One idea is an iPhone app called "BumTracker 2.0", basically a GPS-based system where app users could "tag" spots where they spotted a street-life star and note any fun activities/laws broken, so you could find your favorite urban urchin and track his (or her) movements. This idea is temporarily on the shelf due to lack of round one angel-investor backing and a lack of kickstarter donations.
But the idea that I really like is neighborhood-specific homeless people trading cards. Just like baseball cards, only better, and more relevant to daily life. Think about it: US Weekly, that celebrity-driven rag of a magazine prevalent in check-out aisles, has a national circulation of roughly 1.9 million copies per week so that people can compare their mundane, nose-picking and grocery-shopping boring lives with those of their celebrity counterparts.

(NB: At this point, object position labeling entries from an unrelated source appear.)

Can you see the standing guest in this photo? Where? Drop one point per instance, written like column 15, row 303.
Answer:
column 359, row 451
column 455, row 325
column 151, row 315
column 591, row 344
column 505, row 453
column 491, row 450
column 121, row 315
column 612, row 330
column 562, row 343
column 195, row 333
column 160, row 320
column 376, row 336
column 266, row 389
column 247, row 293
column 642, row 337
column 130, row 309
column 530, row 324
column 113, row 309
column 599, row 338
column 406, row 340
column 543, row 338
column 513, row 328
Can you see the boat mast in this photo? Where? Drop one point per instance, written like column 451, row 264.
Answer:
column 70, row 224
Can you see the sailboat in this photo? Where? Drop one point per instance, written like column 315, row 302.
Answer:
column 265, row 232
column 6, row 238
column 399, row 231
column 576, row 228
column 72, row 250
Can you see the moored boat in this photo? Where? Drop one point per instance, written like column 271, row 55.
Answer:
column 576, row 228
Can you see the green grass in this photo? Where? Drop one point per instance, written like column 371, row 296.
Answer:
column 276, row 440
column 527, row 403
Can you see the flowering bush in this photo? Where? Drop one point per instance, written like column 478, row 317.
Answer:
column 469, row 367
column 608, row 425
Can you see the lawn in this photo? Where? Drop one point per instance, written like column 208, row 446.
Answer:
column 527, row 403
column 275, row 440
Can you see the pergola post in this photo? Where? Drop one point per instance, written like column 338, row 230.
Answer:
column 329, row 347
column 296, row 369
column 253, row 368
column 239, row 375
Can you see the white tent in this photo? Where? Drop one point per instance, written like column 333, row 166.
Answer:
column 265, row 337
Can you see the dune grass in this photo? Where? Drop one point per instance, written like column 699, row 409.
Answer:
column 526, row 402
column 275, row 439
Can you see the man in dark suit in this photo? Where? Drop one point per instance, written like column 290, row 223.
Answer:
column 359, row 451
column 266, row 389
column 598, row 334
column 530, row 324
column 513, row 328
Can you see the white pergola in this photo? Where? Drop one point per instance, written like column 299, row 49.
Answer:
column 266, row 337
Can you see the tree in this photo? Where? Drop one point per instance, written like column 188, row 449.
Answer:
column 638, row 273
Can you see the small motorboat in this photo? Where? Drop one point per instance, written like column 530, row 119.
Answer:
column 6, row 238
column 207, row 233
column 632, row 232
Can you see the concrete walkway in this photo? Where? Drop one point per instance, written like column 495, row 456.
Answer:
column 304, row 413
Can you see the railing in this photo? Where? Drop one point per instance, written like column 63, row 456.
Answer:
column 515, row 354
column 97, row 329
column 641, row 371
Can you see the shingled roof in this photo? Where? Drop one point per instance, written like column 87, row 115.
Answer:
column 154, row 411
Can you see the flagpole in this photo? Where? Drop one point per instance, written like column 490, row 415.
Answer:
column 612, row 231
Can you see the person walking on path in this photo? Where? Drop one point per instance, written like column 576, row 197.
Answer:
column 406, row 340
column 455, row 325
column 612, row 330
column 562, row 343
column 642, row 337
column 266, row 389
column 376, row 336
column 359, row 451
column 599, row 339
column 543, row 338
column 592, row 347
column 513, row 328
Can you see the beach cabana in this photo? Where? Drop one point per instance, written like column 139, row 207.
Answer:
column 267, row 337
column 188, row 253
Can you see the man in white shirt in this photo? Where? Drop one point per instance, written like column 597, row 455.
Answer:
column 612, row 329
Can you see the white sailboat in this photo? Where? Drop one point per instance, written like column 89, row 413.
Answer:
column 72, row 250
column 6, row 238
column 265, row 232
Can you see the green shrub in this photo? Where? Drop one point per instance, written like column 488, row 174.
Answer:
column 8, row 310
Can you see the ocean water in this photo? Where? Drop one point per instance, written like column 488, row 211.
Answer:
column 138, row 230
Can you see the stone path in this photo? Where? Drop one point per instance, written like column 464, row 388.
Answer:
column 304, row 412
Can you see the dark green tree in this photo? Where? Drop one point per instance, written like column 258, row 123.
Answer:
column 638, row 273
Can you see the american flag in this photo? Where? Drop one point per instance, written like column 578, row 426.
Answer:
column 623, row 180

The section "Stars, They're Just Like Us", does exactly that.
Who the hell is Shanna Moakler? Oh, the ex-wife of a guy from Blink 182? Tell me more. |
Notice the tasteful thickness of the card stock. High-quality photo, name, team affiliation, primary position on the "field of life", right there on the front, just like a baseball card. I would like to transform the back of the cards to involve statistics, similar to those that would be on a baseball card. Stat categories could include: beers consumed, cans collected, average daily change collected, favorite places, etc. I don't know. Can you laugh at someone and help them at the same time? Can you sneeze and pee at the same time? Yes, but it hurts. Maybe that's the same as with these cards.